Asked his favorite part of the job, Rudofsky paused for a moment to consider the question, then said collaborating with his law clerks on the drafting of rulings by hashing out the issues and researching legal precedents is the part he enjoys the most.

"When we have meaty issues that are hard to figure out," he said, "I think it is kind of fun to go back and forth."

Rudofsky said he employs an open-door policy and encourages vigorous debate among his clerks in attempting to find the best way forward.

"I need to talk things out," he said. "I need to shoot ideas off of people, they come back and say this works or this doesn't work. When I was a practicing attorney that's always how it was and to me, that's always what our writing process tends to be like. ... I walk into their offices with issues I'm trying to figure out, they walk into my office with things I'm trying to figure out and to the extent there is fun in this job, the fun is really trying to figure out how to get to the right answer when there's a difficult problem."

Rudofsky said although some cases are easy, three-quarters of the cases that come across his docket "present at least one hard, debatable issue" that he said once decided still leave room for some doubt and further examination.

Then, going further, he addressed what he said is the hardest part of the job.

"The hardest part of the job and the only part of the job that I lose sleep over is what you just saw," Rudofsky said, referring the sentencing hearing that preceded the question and answer session. "That is incredibly difficult, incredibly emotionally draining, you literally have someone's life in your hands."

He said such decisions not only place the life of the defendant under the will of the judge, but also the lives of others including family members, past victims and their families, and potential future victims should a guilty defendant go on to commit more crimes. The intricacies in crafting a sentence that is -- to follow the legal sentencing framework that it be "sufficient but no more than necessary," to address the criminal behavior that brings defendant and judge together, to promote respect for the law and to provide deterrence to the defendant and to others -- is daunting, he said.

"You don't want to take away their freedom for a day more than you have to, right?" Rudofsky said. "That's a terrible, terrible thing, but you also don't want to have a situation where someone gets out earlier than they should, they haven't been rehabilitated and, God forbid, they kill someone or hurt someone or they hurt society. That's an incredibly tough thing to figure out and the truth is, there's no right answer."

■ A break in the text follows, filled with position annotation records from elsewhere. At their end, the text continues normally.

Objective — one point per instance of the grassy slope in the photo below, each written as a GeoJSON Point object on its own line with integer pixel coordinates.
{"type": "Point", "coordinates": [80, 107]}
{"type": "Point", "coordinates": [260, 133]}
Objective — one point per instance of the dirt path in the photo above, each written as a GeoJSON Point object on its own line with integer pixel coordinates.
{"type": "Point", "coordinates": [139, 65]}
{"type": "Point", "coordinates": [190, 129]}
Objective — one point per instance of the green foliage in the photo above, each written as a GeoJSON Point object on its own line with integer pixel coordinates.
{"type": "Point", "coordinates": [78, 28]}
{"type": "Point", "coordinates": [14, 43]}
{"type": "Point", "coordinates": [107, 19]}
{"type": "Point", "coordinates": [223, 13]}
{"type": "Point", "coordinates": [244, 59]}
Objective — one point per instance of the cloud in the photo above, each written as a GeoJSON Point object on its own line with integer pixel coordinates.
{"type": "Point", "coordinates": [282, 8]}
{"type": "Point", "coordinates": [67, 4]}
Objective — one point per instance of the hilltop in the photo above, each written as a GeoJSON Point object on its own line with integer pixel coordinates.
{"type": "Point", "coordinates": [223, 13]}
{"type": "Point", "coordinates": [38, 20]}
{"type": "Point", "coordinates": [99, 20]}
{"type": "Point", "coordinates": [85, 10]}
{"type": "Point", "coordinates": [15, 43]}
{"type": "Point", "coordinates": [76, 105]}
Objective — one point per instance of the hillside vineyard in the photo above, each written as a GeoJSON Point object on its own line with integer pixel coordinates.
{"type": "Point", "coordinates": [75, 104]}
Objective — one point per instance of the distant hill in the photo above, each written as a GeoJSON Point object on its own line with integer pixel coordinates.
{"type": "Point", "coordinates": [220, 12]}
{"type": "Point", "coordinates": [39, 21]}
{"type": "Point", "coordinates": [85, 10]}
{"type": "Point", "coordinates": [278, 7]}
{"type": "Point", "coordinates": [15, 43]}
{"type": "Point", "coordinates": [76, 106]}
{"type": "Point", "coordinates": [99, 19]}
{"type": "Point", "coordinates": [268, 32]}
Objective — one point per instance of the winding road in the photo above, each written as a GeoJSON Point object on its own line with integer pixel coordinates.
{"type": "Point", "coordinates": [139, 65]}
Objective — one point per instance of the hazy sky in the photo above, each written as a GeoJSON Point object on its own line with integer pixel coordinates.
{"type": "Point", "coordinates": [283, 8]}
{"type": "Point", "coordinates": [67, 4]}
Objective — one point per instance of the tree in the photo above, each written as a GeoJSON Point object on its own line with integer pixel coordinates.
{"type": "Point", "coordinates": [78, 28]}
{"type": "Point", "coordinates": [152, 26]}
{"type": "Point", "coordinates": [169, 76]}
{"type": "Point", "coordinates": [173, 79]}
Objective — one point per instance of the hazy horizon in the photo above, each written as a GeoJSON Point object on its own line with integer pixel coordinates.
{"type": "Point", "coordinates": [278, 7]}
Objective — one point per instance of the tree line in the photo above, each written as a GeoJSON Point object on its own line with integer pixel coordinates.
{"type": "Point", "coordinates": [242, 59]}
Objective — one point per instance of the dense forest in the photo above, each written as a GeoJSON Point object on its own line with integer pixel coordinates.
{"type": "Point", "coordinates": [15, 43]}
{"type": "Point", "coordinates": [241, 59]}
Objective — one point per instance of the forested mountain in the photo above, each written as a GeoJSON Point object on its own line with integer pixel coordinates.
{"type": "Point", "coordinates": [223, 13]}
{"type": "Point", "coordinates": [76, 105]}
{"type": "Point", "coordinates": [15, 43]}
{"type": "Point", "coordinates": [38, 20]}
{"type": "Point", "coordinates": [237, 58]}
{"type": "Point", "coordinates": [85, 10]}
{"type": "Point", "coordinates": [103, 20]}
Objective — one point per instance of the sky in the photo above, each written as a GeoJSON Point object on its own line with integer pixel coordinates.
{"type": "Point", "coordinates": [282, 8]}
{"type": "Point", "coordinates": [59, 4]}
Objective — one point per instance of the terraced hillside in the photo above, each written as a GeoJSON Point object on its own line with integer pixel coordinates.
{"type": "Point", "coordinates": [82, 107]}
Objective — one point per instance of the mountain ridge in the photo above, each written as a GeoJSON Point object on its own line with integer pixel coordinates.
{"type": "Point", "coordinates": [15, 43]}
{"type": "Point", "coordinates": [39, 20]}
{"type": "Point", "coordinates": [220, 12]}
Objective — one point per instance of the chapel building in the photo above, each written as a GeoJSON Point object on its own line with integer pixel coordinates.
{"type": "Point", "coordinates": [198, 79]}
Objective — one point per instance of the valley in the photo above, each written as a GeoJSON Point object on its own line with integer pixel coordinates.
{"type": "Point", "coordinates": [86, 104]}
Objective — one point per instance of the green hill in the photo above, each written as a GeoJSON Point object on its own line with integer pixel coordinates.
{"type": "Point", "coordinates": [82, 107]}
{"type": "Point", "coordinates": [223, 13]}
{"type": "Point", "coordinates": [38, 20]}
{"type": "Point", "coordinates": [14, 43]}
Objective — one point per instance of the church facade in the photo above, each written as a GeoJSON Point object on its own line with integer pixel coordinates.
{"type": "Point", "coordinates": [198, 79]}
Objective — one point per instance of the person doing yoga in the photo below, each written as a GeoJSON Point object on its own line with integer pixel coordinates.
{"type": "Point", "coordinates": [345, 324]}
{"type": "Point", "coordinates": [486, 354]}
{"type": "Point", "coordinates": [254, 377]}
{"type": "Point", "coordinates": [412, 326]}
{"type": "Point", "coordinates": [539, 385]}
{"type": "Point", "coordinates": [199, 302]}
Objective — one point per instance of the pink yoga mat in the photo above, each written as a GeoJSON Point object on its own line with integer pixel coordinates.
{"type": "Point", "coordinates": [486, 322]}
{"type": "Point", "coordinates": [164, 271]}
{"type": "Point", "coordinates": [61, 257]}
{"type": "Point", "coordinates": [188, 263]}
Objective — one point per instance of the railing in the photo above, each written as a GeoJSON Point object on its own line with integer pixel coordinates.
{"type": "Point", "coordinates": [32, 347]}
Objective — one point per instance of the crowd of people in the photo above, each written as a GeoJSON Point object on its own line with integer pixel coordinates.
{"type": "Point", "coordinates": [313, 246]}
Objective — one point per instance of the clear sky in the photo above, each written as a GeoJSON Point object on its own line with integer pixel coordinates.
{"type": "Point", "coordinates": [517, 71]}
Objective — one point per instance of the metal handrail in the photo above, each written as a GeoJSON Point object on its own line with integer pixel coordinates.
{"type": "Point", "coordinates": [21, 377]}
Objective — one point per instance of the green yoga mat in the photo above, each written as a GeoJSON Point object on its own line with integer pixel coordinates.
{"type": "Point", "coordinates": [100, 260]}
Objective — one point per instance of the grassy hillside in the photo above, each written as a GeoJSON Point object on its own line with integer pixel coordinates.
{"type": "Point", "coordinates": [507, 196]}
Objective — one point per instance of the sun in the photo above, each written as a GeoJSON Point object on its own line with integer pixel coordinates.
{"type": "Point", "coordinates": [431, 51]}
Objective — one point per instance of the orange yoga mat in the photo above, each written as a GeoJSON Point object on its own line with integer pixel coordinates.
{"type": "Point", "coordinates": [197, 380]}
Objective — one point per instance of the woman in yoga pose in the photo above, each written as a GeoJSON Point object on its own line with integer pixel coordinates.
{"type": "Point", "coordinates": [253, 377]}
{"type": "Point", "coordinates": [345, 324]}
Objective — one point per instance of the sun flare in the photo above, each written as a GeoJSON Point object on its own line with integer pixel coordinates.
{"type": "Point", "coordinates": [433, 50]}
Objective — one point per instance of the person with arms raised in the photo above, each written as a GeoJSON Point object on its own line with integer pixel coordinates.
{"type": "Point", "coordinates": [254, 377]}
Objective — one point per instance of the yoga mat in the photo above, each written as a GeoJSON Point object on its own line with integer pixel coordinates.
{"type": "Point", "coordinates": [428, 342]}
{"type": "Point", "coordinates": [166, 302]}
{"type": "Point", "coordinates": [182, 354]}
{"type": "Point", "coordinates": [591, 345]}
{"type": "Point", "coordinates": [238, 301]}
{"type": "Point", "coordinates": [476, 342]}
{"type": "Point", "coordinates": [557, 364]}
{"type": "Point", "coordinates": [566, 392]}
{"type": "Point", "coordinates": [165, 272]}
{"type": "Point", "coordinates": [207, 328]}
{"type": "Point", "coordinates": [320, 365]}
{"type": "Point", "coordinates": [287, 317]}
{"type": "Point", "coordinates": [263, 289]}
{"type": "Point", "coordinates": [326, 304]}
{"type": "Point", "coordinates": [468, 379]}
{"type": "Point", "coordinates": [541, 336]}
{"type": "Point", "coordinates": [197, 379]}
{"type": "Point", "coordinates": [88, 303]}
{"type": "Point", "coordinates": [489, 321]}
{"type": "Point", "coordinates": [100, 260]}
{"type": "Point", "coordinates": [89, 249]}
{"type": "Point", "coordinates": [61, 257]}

Arkansas' Department of Transformation and Shared Services bills the MyARIntern Program as a tool to provide college students, recent college graduates and veterans with real-world experience in state government through paid internships in a variety of state government career fields. Hiland said those selected for the program, now in its second year, receive $12 an hour in compensation for working inside the state departments they are assigned to.